At the same time, China’s decarbonisation efforts have been given urgency given the upcoming Olympics in February next year and a campaign by Chinese President Xi Jinping to show the world clear, blue skies. While world leaders gather in Glasgow and plan for an accelerated phase-out of coal, hard-nosed economic realities suggest events may not play out as planned.
China, like SA, has been getting a dose of rolling blackouts, and that’s put a crimp in economic growth expectations. China is gripped by a shortage of coal, yet the country’s central economic planners have proposed a cap on coal prices to reduce costs for power generators. That sent soaring coal futures back to earth, along with the prices of iron ore and coking coal. The knock-on effect on SA coal, iron and energy shares was immediate. Kumba Iron Ore is down by nearly half since topping out in August, coal producer Thungela Resources is down by 35% over the last month, and Exxaro Resources is down more than 12% in a month.
These price drops are the result of political meddling in the Chinese energy market and are predicted to eventually fail, resulting in prices returning to the dizzy heights seen in recent weeks. Meanwhile, Bloomberg reported that China’s central government officials “ordered the country’s top state-owned energy companies to secure supplies for this winter at all costs”.
This caused oil prices to surge, while coal futures tanked on the news of China imposing price caps on producers.

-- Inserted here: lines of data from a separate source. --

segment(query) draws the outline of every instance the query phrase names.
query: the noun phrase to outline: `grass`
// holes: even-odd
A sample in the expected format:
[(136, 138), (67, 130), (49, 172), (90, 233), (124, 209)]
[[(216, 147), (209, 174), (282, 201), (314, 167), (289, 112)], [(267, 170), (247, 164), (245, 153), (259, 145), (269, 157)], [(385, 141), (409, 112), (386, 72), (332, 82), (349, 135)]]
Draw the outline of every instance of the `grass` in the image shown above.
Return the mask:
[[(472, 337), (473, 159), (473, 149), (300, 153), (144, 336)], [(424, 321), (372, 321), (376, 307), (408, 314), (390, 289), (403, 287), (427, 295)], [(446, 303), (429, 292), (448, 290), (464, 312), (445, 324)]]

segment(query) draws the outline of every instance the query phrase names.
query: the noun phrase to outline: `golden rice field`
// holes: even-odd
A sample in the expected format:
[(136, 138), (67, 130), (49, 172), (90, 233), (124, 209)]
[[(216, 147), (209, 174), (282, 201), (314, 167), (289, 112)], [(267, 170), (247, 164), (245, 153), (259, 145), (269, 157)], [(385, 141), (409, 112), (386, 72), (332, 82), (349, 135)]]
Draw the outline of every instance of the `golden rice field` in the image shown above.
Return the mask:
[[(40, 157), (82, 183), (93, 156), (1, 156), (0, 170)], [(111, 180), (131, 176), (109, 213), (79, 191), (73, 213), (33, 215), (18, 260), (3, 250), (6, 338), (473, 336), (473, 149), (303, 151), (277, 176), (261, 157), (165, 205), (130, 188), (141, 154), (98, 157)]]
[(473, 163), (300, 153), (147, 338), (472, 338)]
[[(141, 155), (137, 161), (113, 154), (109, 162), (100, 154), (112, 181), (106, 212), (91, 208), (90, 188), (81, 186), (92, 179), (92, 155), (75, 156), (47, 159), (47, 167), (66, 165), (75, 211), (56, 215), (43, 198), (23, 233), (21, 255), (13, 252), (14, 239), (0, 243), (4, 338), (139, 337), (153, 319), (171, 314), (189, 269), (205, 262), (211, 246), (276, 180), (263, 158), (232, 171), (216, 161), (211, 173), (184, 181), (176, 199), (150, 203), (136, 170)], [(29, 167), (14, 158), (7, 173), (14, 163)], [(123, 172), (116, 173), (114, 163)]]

Those price caps may be politically popular, but are economically unsustainable, meaning the Chinese state will have to subsidise energy production or introduce a differentiated pricing structure for local and foreign suppliers.
Blanket bans on public funding for fossil fuel projects Against this backdrop, world leaders and climate activists gathered in Glasgow believe that renewables can replace fossil fuels in pursuit of a “net-zero” carbon emissions target by 2050. As part of this endeavour, most banks have withdrawn from funding fossil fuel projects – something welcomed by climate activists, but deplored by many oil and gas executives, particularly those involved in natural gas which is seen as a transitional fuel to a decarbonised economy.
They see the West, having benefited from more than 100 years of industrialisation powered by fossil fuels, now changing the rules to benefit themselves and cripple Africa, just as it realises its economic potential by exploiting its natural resource endowment.